A IA sombra refere-se a funcionários que utilizam ferramentas de inteligência artificial que não foram aprovadas ou autorizadas pela sua organização. Isto inclui frequentemente plataformas de IA para consumidores, como o ChatGPT, ou outras ferramentas de IA generativas que são utilizadas sem supervisão, criando potenciais riscos de cibersegurança, conformidade e privacidade dos dados.
Porque é que a IA sombra é considerada um risco para a cibersegurança?
A IA sombra pode expor dados sensíveis da empresa, informações de clientes, registos financeiros ou propriedade intelectual a plataformas de IA de terceiros fora do controlo da organização. Os funcionários podem, sem saber, carregar informações confidenciais em ferramentas de IA gratuitas que não dispõem de proteção de dados a nível empresarial, aumentando o risco de fugas de dados e violações de conformidade.
Como é que as organizações podem evitar que os funcionários utilizem ferramentas de IA não autorizadas?
As organizações podem reduzir os riscos da IA sombra criando políticas claras de utilização da IA, fornecendo ferramentas de IA aprovadas, dando formação específica de sensibilização para a segurança e assegurando que os funcionários compreendem a diferença entre as plataformas de IA do consumidor e da empresa. Tornar as soluções aprovadas de fácil acesso também é essencial para desencorajar soluções alternativas arriscadas.
Que tipos de dados nunca devem ser introduzidos nas ferramentas de IA?
Informações sensíveis, como dados de clientes, documentos legais, registos financeiros, palavras-passe, estratégias comerciais confidenciais, ficheiros de RH e código fonte proprietário nunca devem ser introduzidos em ferramentas de IA não autorizadas.

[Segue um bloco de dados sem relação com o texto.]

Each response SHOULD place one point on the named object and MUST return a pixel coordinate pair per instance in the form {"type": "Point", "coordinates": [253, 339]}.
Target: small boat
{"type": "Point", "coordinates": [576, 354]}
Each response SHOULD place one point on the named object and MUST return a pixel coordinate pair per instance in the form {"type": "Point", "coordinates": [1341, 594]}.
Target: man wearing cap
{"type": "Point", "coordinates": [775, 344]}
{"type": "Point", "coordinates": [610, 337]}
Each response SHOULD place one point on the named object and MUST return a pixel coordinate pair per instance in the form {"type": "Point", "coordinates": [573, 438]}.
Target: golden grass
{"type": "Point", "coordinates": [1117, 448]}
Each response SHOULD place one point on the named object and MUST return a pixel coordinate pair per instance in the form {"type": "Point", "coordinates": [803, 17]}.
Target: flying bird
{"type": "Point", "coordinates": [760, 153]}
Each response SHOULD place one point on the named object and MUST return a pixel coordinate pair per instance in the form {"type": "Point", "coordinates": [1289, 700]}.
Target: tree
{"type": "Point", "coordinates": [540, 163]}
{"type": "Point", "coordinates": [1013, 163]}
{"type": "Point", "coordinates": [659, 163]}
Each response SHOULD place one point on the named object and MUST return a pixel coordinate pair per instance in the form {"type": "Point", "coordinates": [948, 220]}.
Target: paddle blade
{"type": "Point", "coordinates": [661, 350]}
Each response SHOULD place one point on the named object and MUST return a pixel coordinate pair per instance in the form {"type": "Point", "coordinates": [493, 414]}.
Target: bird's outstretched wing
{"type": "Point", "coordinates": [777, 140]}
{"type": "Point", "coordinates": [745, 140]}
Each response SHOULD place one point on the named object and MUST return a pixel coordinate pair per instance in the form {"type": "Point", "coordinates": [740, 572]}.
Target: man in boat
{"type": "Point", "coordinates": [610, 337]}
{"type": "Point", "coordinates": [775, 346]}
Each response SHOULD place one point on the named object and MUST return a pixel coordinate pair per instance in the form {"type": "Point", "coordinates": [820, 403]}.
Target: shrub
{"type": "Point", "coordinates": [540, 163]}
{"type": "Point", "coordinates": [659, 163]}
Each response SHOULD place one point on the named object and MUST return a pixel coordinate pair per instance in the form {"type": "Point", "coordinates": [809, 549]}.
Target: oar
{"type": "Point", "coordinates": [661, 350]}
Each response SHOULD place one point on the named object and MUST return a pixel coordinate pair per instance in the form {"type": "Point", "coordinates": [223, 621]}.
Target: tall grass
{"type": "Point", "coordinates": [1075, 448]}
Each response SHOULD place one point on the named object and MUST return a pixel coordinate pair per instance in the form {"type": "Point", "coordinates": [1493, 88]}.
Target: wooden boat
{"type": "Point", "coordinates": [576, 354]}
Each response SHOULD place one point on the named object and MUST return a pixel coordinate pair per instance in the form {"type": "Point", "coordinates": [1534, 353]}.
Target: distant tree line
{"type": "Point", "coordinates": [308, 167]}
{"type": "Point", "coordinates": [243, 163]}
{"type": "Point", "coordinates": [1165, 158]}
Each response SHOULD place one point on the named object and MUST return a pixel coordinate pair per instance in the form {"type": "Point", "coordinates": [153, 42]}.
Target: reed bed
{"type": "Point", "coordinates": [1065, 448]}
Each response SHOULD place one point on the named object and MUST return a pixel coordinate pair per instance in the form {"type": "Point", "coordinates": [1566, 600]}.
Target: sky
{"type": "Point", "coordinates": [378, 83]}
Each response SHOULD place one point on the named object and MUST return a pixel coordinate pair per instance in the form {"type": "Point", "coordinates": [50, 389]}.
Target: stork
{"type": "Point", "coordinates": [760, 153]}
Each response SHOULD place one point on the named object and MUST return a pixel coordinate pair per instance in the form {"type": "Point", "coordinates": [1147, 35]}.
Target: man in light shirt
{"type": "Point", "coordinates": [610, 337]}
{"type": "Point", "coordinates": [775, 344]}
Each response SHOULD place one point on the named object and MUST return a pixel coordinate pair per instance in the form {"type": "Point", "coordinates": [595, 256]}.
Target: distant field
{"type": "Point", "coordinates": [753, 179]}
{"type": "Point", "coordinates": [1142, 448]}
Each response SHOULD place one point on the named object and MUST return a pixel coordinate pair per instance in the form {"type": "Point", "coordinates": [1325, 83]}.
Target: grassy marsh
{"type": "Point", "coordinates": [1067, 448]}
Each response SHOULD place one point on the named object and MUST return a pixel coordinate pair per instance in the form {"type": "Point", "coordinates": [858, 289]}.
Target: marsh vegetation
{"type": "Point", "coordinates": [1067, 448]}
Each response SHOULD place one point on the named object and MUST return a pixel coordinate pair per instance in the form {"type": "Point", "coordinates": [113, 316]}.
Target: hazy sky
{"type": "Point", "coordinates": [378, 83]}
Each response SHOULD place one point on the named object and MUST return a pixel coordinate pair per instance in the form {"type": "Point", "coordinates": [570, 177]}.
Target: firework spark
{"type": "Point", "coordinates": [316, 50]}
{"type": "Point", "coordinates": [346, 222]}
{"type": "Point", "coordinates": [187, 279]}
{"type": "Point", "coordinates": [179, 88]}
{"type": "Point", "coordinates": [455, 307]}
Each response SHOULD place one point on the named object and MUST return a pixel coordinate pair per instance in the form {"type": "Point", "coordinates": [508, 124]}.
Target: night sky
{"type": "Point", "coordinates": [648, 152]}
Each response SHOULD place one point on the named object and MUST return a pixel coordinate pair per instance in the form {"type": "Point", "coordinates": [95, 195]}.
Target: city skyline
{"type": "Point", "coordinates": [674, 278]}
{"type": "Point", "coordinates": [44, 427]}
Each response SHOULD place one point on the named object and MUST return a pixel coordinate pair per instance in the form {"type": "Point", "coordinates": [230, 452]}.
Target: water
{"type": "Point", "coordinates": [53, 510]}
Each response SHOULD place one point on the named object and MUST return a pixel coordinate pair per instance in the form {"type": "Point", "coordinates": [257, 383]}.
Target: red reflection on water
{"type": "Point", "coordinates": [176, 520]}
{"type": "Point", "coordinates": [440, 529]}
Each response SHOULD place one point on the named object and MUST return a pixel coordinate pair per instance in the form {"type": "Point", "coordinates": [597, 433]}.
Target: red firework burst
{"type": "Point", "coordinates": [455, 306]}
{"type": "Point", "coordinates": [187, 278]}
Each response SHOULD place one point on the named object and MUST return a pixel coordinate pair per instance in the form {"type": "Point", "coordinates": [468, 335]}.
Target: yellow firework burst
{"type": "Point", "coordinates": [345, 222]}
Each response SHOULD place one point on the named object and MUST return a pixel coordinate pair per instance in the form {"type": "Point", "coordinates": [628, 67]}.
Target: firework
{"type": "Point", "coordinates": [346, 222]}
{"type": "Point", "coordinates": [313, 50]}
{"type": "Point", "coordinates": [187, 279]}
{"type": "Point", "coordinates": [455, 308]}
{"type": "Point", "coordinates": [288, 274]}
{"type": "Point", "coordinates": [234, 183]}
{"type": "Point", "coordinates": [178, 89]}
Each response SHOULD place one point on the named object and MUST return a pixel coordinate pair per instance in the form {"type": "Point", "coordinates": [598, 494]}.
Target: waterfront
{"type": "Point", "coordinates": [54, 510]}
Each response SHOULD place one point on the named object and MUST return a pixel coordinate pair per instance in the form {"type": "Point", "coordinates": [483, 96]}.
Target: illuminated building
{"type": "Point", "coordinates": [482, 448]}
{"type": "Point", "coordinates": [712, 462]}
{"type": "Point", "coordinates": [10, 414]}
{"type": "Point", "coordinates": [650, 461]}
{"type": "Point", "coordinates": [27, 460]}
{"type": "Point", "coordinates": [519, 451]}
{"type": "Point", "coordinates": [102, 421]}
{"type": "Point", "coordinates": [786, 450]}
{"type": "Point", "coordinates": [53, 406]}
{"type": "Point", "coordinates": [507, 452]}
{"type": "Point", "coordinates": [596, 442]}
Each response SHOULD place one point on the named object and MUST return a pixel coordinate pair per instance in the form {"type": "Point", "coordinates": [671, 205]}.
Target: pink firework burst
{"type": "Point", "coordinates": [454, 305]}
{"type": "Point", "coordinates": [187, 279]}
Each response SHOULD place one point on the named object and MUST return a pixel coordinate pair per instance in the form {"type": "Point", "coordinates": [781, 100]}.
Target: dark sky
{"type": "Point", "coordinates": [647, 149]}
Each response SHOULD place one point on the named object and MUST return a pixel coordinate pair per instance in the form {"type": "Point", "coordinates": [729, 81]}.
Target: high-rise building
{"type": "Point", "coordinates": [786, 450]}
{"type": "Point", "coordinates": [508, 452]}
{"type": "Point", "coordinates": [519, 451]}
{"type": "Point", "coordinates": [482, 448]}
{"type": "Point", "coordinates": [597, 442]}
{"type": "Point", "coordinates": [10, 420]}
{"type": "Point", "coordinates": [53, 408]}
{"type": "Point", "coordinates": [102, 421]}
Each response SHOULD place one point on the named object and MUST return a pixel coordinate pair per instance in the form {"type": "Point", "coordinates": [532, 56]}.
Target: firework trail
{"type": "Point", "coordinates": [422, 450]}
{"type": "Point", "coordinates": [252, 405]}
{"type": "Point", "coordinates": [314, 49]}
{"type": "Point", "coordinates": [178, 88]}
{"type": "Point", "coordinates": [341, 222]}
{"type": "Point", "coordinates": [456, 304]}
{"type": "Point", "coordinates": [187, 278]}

Os empregados devem seguir sempre as políticas da empresa sobre a utilização segura da IA generativa e a proteção de dados.
Porque é que a formação de sensibilização para a segurança é importante para gerir a IA sombra?
A formação de sensibilização para a segurança ajuda os colaboradores a compreenderem os riscos associados à utilização não autorizada da IA, incluindo a exposição de dados, as violações de conformidade e a perda de propriedade intelectual. A formação baseada em cenários também ajuda os funcionários a tomar decisões mais seguras sob pressão e incentiva a utilização responsável das tecnologias de IA no local de trabalho.